Medicare Compliance & Reimbursement

PHYSICIANS:

New Appeals Rules Alter Almost Everything

Physicians must get up to speed before January rolls around.

Starting Jan. 1, physicians will have a new appeals process to cope with, according to a recent Medlearn Matters article (MM4019).
 
The basics: Carriers will still perform the first level of appeals--which will now be known as a redetermination--and physicians will have 120 days to request this level of appeal. Physicians will have 180 days to file a request for the next level of appeal, known as a reconsideration, which will be performed by the Qualified Independent Contractor. After that, doctors have 60 days to request the third level of appeals, the Administrative Law Judge.

In January, the minimum amount at stake for an ALJ appeal will go up from $100 to $110. If the ALJ doesn't work for the appealing doctor, she has 60 days to appeal to the Department Appeals Board. And after that, she has 60 days to appeal in federal court, as long as there is at least $1,050 at stake.

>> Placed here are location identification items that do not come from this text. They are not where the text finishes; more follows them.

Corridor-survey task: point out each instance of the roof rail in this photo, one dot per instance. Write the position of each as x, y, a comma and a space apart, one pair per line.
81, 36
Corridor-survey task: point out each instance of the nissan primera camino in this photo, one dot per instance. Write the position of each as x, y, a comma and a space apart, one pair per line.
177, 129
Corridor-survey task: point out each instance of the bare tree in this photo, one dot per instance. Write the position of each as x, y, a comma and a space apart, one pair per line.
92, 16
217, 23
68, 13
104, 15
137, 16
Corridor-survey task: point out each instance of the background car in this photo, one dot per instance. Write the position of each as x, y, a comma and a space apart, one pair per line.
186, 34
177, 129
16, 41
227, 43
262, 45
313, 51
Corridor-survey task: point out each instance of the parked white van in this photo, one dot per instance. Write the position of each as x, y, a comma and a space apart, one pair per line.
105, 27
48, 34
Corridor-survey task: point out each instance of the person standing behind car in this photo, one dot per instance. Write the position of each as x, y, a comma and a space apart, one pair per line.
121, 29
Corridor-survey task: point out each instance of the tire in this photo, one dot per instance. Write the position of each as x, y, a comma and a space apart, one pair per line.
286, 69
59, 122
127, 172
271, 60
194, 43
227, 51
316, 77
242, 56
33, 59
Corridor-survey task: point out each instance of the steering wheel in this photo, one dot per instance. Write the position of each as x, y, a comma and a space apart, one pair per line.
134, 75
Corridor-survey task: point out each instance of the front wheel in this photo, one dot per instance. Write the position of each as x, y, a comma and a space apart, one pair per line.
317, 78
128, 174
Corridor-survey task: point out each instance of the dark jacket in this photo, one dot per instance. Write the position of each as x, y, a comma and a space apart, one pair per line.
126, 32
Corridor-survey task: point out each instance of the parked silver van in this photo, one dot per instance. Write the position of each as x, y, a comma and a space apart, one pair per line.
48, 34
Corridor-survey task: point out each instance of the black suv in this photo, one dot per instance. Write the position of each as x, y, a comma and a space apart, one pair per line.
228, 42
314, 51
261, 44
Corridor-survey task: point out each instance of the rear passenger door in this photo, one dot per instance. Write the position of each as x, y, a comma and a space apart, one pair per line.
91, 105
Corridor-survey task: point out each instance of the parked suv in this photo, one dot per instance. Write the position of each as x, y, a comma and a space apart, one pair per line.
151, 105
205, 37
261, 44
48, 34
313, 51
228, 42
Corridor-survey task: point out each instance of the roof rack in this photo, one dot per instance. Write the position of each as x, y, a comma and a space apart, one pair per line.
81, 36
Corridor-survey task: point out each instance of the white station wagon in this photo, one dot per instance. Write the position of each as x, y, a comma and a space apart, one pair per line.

Minor errors: CMS says that a minor error on a claim that triggered a denial may not require an appeal. Instead, the physician can ask the carrier to reopen the claim so the medical office can correct the problem, instead of going through the appeal process.
 
Late filing: Carriers can still accept requests for redetermination after the 120-day deadline. The carrier has until Jan. 1 to come up with a procedure for deciding if the physician had a good reason to submit the request late, according to CMS.

A request for redetermination is received on the date that the carrier's corporate mailroom receives the document, according to Medlearn Matters article 3942.

Heads up: Some experts are concerned that physicians may miss the deadline for requesting a reconsideration because they have 180 days, not six months, according to Tammy Tipton, president of Appeal Solutions in Blanchard, OK. Remember: The 180 day-window also includes weekends.

The most important change to the appeals process is the fact that a physician must submit a complete case, including all documentation, to the carrier at the first level. After that, the physician can only add more information for "good cause" or to correct clerical errors, says Deborah Churchill, president of Churchill Consulting in Killingworth, CT.

Also under the new process, the carriers won't be able to collect any overpayments from a physician until they complete the appeals process--and only if they win.